Opportunity costs explained

My lunch bagWhen faced with a decision, opportunity costs are the costs of foregoing income from choosing one alternative instead of another.

For example, suppose that you are trying to decide whether to

  1. Go out for lunch in a restaurant today or
  2. Bring lunch and eat it at your desk.

Lunch costs $2.00 to make. Lunch in the restaurant costs $6.00. Therefore you would clearly save $4.00 by bringing your own lunch rather than eating in a restaurant.

Here’s where opportunity costs come in. Suppose you get paid $10 per hour. Eating at your desk frees you up to work one more hour and earn $10 more. This is an opportunity cost of eating in the restaurant – you must forego $10 in income.

Therefore, the real cost of going out for lunch in a restaurant is $6.00 for food and $10.00 in opportunity cost = $16.00 The real cost of bringing lunch remains $2.00.  Therefore, the desk lunch saves you $14.00.

Businesses inevitably have capacity problems.
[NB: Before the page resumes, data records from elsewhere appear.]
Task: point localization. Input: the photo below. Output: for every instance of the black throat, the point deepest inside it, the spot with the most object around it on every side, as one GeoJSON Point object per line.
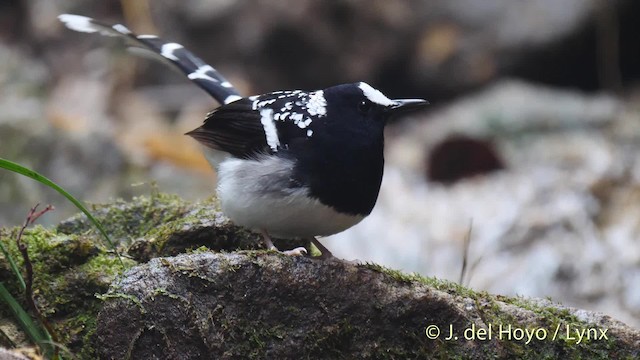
{"type": "Point", "coordinates": [342, 174]}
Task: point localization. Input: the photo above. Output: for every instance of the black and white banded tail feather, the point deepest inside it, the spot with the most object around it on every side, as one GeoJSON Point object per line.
{"type": "Point", "coordinates": [202, 74]}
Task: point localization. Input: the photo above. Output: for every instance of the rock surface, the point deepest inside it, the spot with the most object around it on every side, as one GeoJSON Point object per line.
{"type": "Point", "coordinates": [262, 305]}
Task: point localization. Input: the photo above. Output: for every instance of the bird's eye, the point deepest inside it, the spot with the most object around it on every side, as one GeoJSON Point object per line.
{"type": "Point", "coordinates": [364, 107]}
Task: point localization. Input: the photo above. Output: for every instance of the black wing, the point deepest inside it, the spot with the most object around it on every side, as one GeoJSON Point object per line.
{"type": "Point", "coordinates": [202, 74]}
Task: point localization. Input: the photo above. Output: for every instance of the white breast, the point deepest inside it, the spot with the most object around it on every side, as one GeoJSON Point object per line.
{"type": "Point", "coordinates": [258, 194]}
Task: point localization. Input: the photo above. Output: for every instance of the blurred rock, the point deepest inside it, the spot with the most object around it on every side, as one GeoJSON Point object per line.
{"type": "Point", "coordinates": [561, 221]}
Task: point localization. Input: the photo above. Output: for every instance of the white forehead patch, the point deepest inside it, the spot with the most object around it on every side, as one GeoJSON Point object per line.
{"type": "Point", "coordinates": [266, 118]}
{"type": "Point", "coordinates": [375, 96]}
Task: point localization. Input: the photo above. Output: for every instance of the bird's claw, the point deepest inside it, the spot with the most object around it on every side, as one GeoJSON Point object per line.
{"type": "Point", "coordinates": [299, 251]}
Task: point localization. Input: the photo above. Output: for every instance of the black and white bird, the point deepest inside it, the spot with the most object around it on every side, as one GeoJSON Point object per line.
{"type": "Point", "coordinates": [290, 164]}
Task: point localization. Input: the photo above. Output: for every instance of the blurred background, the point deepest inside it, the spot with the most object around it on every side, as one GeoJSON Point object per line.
{"type": "Point", "coordinates": [526, 161]}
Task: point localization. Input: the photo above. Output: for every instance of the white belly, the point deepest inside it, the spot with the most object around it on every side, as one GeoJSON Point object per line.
{"type": "Point", "coordinates": [256, 194]}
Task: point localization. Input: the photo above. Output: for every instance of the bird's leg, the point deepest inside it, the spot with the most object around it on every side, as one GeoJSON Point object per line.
{"type": "Point", "coordinates": [326, 254]}
{"type": "Point", "coordinates": [299, 251]}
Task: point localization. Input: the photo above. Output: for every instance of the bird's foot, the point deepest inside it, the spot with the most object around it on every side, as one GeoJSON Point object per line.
{"type": "Point", "coordinates": [299, 251]}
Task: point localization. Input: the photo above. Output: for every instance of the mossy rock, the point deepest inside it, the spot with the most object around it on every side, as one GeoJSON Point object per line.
{"type": "Point", "coordinates": [222, 298]}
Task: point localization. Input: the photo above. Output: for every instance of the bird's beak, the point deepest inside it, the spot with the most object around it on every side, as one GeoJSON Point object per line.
{"type": "Point", "coordinates": [406, 105]}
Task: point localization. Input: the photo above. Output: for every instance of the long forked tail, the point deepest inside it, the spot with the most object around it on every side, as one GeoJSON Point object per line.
{"type": "Point", "coordinates": [198, 71]}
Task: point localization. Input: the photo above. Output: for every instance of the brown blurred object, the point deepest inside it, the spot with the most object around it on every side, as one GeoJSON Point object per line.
{"type": "Point", "coordinates": [459, 157]}
{"type": "Point", "coordinates": [14, 20]}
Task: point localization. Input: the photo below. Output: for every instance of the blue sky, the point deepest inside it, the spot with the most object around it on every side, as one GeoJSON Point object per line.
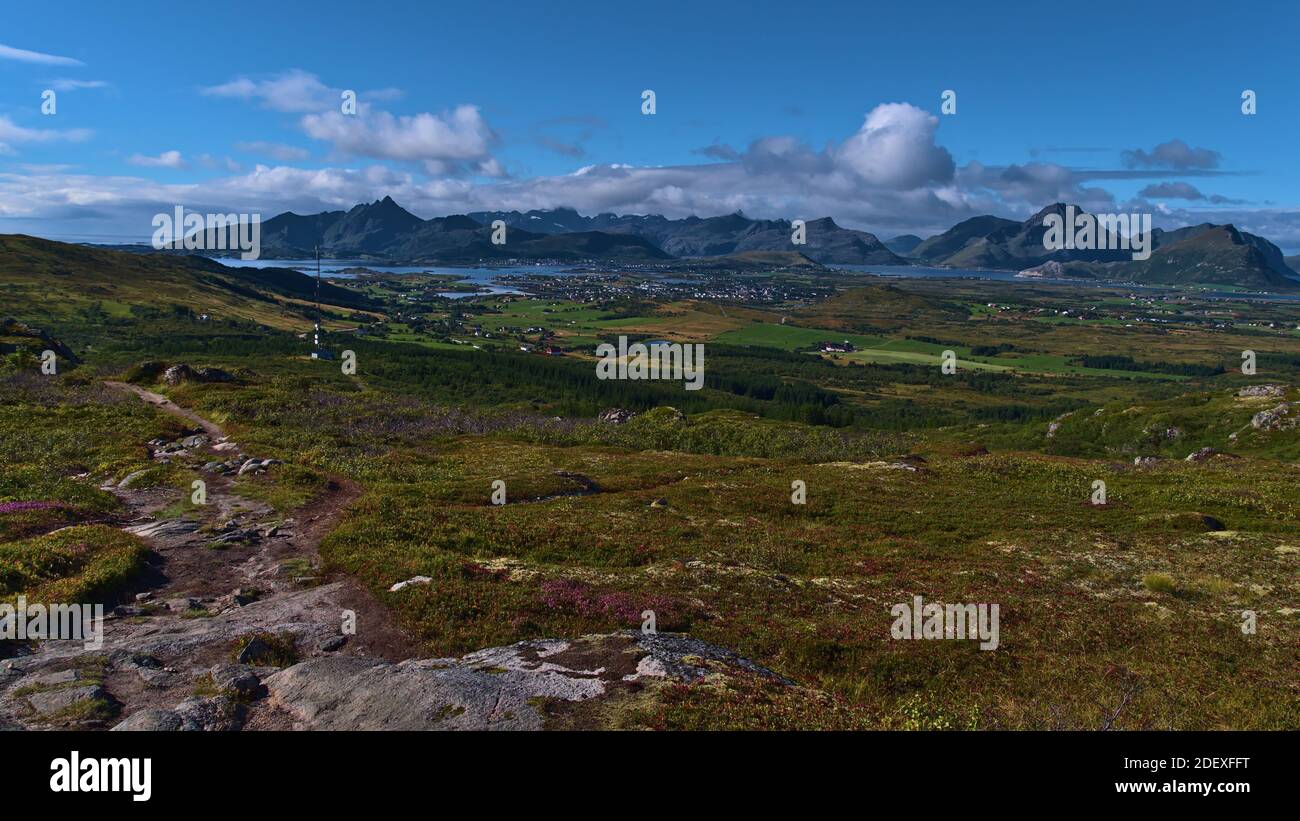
{"type": "Point", "coordinates": [772, 108]}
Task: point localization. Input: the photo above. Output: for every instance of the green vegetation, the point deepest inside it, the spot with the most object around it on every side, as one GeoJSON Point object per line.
{"type": "Point", "coordinates": [967, 487]}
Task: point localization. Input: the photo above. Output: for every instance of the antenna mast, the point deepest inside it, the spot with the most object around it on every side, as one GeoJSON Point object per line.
{"type": "Point", "coordinates": [317, 337]}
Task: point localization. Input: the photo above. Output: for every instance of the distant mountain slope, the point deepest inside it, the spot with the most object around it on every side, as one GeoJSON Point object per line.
{"type": "Point", "coordinates": [943, 246]}
{"type": "Point", "coordinates": [61, 278]}
{"type": "Point", "coordinates": [702, 237]}
{"type": "Point", "coordinates": [1213, 255]}
{"type": "Point", "coordinates": [1201, 253]}
{"type": "Point", "coordinates": [904, 244]}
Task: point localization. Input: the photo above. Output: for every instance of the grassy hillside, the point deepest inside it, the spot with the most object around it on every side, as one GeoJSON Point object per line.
{"type": "Point", "coordinates": [42, 281]}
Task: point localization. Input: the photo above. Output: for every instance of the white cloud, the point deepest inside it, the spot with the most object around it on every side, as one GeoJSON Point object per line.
{"type": "Point", "coordinates": [294, 91]}
{"type": "Point", "coordinates": [12, 134]}
{"type": "Point", "coordinates": [896, 148]}
{"type": "Point", "coordinates": [64, 83]}
{"type": "Point", "coordinates": [447, 143]}
{"type": "Point", "coordinates": [276, 151]}
{"type": "Point", "coordinates": [887, 177]}
{"type": "Point", "coordinates": [168, 159]}
{"type": "Point", "coordinates": [22, 55]}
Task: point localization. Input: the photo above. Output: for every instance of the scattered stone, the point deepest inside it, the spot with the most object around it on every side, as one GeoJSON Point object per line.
{"type": "Point", "coordinates": [616, 416]}
{"type": "Point", "coordinates": [235, 678]}
{"type": "Point", "coordinates": [1262, 390]}
{"type": "Point", "coordinates": [151, 721]}
{"type": "Point", "coordinates": [494, 689]}
{"type": "Point", "coordinates": [1275, 418]}
{"type": "Point", "coordinates": [414, 580]}
{"type": "Point", "coordinates": [131, 478]}
{"type": "Point", "coordinates": [163, 529]}
{"type": "Point", "coordinates": [176, 374]}
{"type": "Point", "coordinates": [254, 651]}
{"type": "Point", "coordinates": [47, 702]}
They are limited in how much they can produce, how much they can sell, or how much showroom floor space they have. This means that most decisions inevitably involve foregoing other choices, i.e. opportunity costs. For example, your clothing store decides to stock a new line of sweaters. Will another line of products lose shelf space? Will selling these sweaters reduce sales of other products? This foregone income can be measured as opportunity costs.

So, too, in finance. Choosing to put money in a certain investment, means choosing not to put that money into other investments. The income not earned by the other investments (because you chose not to invest in them) would be opportunity costs.

When making decisions, managers must consider opportunity costs. However, because opportunity costs don’t represent real transactions, Generally Accepted Accounting Principles don’t recognize them, and omit their effects from financial statements.

{Image: My lunch bag by daveynin, on Flickr]

2 thoughts on “Opportunity costs explained

  1. The current administration (in the US) is focused on jump starting the economy with aggressive spending; however many policymakers insist this makes the budget deficit unsustainable. How is this issue related to opportunity costs, choice, and scarce resources?

    • It’s a complex question – Lawmakers have two conflicting factors here: (1) Keeping the federal deficit down by reducing federal expenditures and (2) increasing federal expenditures in order to “pump up” the economy. Opportunity costs play an important role here because any dollar spent for something is a dollar that can’t be spent for something else. By choosing to spend money in one way (say on increased daycare centers, as I heard on the radio today), the government is choosing not to spend the money in another way (say, military spending or healthcare). The basic principle should be to send scarce resources where they would do the most good. However, in practice, this is not so simple.